Data Ethics

by Heather Dewey-Hagborg and Joerg Blumtritt
at Strata + Hadoop World Conference Singapore 2016

We are generating data literally wherever we go and whatever we do—and not only about all our digital and mobile actions, like searches, purchases, preferences, and interests. In the Internet of Things, we leave behind a broad trace of all kinds of data that is often far more telling than results of classic social, psychological, or medical research, and we can hardly prevent this data from being accidentally collected, while passing by a WiFi router, for instance. Since a multitude of dimensions are tracked, the resulting profiles are so unique that they can no longer be anonymized. Persisting images of ourselves are created that we cannot control.

However, most people do not want to refuse the comfort and opportunities of our data-driven economy (benefits include online shopping, distributed energy production, and precision medicine, to name a few). Data sharing can create huge economic and social value. For example, compared to the average samples of a few hundred participants, real data could support medical research in an unprecedented way. Thus data sharing should be made attractive, but in order to do so, people must have confidence that their goodwill is not turned against them.

Joerg Blumtritt and Heather Dewey-Hagborg show how to deal with data in an ethical way that has sound economic value, covering three main threads.

The first level in implementing data ethics is about shaping applications. Privacy by design is already a well-established concept, but it must be extended to data ethics by design, incorporating built-in prevention of potential discrimination, misclassification, and assaultive abuse. The design follows the simple patterns of data courtesy—being kind with people and avoiding presumptions. Such design can also be cast into law. In Europe, health insurance companies are legally prevented from using gender to determine pricing; likewise, it is illegal to include data from social media profiles to calculate credit risks.

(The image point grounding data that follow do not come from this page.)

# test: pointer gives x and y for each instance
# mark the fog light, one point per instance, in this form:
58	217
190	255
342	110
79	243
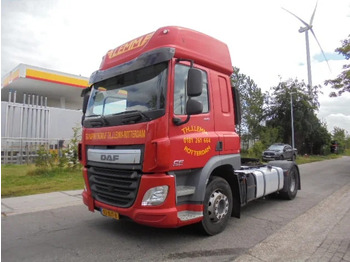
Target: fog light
155	196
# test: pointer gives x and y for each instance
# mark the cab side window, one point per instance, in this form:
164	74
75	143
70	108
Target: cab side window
180	93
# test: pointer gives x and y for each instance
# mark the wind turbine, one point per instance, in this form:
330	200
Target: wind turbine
305	30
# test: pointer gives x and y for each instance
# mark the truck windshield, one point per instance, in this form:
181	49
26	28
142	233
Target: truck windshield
142	91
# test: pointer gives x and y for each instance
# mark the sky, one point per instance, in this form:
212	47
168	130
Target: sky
72	36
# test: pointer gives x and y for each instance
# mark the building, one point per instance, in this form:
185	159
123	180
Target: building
39	107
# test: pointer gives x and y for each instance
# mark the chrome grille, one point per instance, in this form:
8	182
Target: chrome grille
114	187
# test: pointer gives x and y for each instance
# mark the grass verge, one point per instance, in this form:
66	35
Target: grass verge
309	159
21	180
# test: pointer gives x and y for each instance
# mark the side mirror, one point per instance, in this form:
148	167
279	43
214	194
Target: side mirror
85	102
194	82
194	107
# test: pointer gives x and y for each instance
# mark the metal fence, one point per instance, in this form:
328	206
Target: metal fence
25	150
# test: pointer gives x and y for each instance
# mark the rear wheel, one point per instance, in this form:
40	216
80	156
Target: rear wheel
292	184
217	206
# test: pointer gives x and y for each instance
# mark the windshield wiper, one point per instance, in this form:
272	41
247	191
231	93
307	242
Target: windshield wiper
140	113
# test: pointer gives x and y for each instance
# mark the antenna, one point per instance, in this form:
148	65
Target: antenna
306	29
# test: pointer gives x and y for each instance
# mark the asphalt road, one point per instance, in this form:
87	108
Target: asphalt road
75	234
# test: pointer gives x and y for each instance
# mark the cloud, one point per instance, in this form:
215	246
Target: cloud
330	56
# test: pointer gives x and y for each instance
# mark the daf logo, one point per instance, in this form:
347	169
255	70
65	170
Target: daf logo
109	157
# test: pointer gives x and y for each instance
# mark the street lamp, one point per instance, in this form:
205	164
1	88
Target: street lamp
292	118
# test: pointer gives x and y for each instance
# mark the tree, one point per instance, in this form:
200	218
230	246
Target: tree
309	133
342	82
252	104
339	136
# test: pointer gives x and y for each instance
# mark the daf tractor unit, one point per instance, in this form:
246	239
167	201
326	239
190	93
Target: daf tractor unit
159	140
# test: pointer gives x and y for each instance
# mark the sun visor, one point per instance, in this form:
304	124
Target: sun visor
147	59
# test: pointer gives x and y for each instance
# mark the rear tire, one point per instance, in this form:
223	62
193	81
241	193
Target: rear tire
292	184
218	204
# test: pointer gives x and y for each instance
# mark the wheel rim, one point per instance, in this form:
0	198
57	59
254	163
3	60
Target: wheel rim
218	206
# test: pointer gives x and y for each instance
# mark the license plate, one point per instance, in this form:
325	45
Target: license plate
109	213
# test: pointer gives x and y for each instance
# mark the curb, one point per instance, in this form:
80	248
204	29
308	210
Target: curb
40	202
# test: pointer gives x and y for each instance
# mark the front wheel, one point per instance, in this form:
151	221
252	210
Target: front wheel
217	206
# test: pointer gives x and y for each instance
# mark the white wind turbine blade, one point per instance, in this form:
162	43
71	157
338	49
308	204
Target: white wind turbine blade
313	14
306	24
312	31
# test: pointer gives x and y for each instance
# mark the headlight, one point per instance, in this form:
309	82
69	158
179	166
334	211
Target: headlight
155	196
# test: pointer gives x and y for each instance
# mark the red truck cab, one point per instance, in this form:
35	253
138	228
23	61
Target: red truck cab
159	141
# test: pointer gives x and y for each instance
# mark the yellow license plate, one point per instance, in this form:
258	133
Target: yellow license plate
109	213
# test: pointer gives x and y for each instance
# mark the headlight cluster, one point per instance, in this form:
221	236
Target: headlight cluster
155	196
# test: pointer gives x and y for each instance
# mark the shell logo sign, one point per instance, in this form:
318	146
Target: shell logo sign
131	45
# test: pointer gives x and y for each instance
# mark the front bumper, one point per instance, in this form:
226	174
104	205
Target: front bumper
167	215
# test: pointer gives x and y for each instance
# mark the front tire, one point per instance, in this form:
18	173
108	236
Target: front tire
218	204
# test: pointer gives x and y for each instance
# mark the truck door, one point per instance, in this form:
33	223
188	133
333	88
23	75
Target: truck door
192	143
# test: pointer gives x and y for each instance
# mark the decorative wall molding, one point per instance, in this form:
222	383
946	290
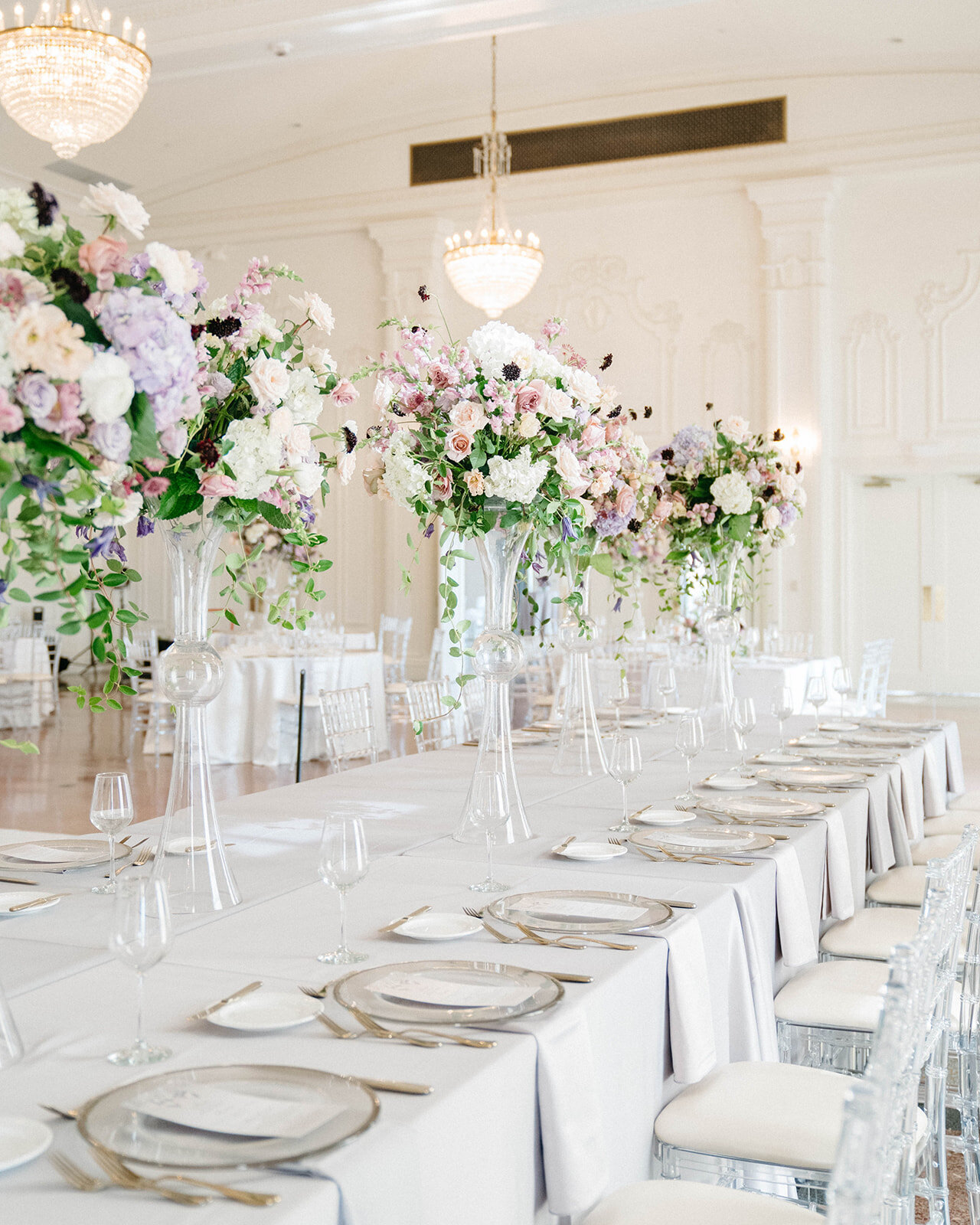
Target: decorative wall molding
871	341
728	361
937	304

Second, and even more important, we must be empowered to make use of our data ourselves. We should own our data and decide about its proliferation and use. Data should be as open as possible and shared as simply as possible. Collecting data has to be done in a fair way. Of course, no one can care about their data explicitly all the time. Thus, we need algorithmic agents to deal with this task on our behalf.

Third, we need to work even harder to maintain a just and liberal democratic system that offers legal remedies to everyone and enforces good conduct. Malign political leadership on digital steroids might be much worse than those in predigital times. At the same time, big data promises nothing less than a smart society with distributed, noncentralized infrastructure that could offer much more freedom to people. Even more than our data-driven economy, we should actively shape our data-driven public.